According to the note, Only 23 medical devices have been notified as drugs and are regulated under Drugs and Cosmetics Act, of these, only 4 devices viz. cardiac stents, drug-eluting stents, condoms and intra uterine devices are included in the national list of essential medicines and by virtue thereof are subject to notified price ceilings.
Besides, knee implants have been brought under price control under para 19 of the Drugs (Prices Control) Order 2013. The remaining medical devices are under no price regulation.
How to Calculate Trade Margin?... Asks Niti Ayog
While there has been more or less a consensus on the concept of regulation of Trade margin on medical devices (as distinct from trade margins in pharmaceutical products) as also on the quantum of the margins ; there is a debate on the location of the “First Point of Sale” (from where to calculate the Trade Margins?) in case of imported medical devices. Suggestions in this regard include
One view is that importers are also traders and the journey of trade margins should start from the import price itself. It means, the MRP will be decided as follows:
MRP = Landed Cost + %age of Trade Margins (as decided by the government)
There is, however, another view that after importing, many expenditures are incurred by the importing companies in clinical education on deployment and use of such devices, therefore, it not the starting point of trade and therefore, rightfully the trade margins should start, as in other cases, from the First Point of Sale, that is, the Stockist.

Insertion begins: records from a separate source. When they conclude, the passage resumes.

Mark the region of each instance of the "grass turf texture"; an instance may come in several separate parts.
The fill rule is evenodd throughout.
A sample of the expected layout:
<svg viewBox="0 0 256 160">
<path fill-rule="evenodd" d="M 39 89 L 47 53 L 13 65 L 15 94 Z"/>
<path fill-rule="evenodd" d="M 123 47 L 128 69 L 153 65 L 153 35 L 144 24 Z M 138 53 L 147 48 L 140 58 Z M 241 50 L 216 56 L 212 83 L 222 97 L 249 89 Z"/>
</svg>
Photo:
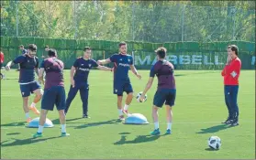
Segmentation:
<svg viewBox="0 0 256 160">
<path fill-rule="evenodd" d="M 135 93 L 141 91 L 149 78 L 139 70 L 142 80 L 130 74 Z M 17 83 L 18 72 L 6 72 L 1 80 L 1 157 L 2 158 L 228 158 L 255 157 L 255 73 L 242 70 L 238 102 L 239 125 L 228 127 L 220 122 L 227 118 L 223 79 L 219 70 L 176 70 L 177 97 L 173 107 L 173 134 L 166 130 L 165 109 L 159 111 L 160 136 L 150 136 L 153 129 L 151 103 L 156 91 L 155 79 L 148 101 L 133 100 L 130 112 L 144 114 L 150 124 L 125 125 L 117 122 L 117 97 L 112 94 L 113 75 L 91 70 L 89 75 L 89 116 L 81 119 L 79 92 L 67 114 L 70 137 L 60 137 L 61 126 L 56 108 L 50 112 L 54 128 L 45 128 L 43 137 L 32 139 L 37 129 L 25 127 L 25 114 Z M 64 71 L 65 89 L 69 91 L 69 70 Z M 32 98 L 34 95 L 32 96 Z M 32 101 L 29 100 L 29 104 Z M 40 102 L 37 105 L 40 107 Z M 30 116 L 36 115 L 30 112 Z M 208 149 L 211 135 L 221 138 L 218 151 Z"/>
</svg>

In this case, the MRP will be decided as follows:
MRP = Price at the First Point of Sale (Stockist) + %age of Trade Margins (as decided by the government)
A still third view is that the companies may be allowed to separately show the markup due to services rendered viz. clinical education etc. over and above the landed cost. In other words, the companies will arrive at the MRP as follows:
MRP = Landed cost + mark-up due to services rendered + %age of Trade Margins (as decided by the government)
In order to arrive at a well-informed conclusion, it may be necessary to look into the landed cost of some high value imported medical devices, their subsequent cost at the First Point of Sale, i.e. Stockist and finally their MRP. While The National Pharmaceutical Pricing Authority has already called for such data from importers companies, the government would like to elicit the formal responses from all stakeholders wishing to contribute, on:
(i) the concept of trade margin regulation as such;
(ii) the margin caps i.e., the maximum margin to be allowed;
(iii) clarity on First Point of Sale in case of imported products;
(iv) classification of Medical Devices with reference to the cost of
Servicing, logistics, inventory and other heads.
(v) any other issues pertaining to the present concept paper.
The Niti Aayog said that stakeholders can submit their comments or suggestions by 15 June 2018 at email@example.com.
As per the note, the medical devices industry has been growing at a rapid pace and is currently estimated to have a market size of $10 billion and it is likely to reach a size of $20 billion in next couple of years.
“It has been the effort of the government to encourage the medical devices industry and keep it by and large a free and unregulated industry,” the note said. India imports over 75% of all its medical device needs.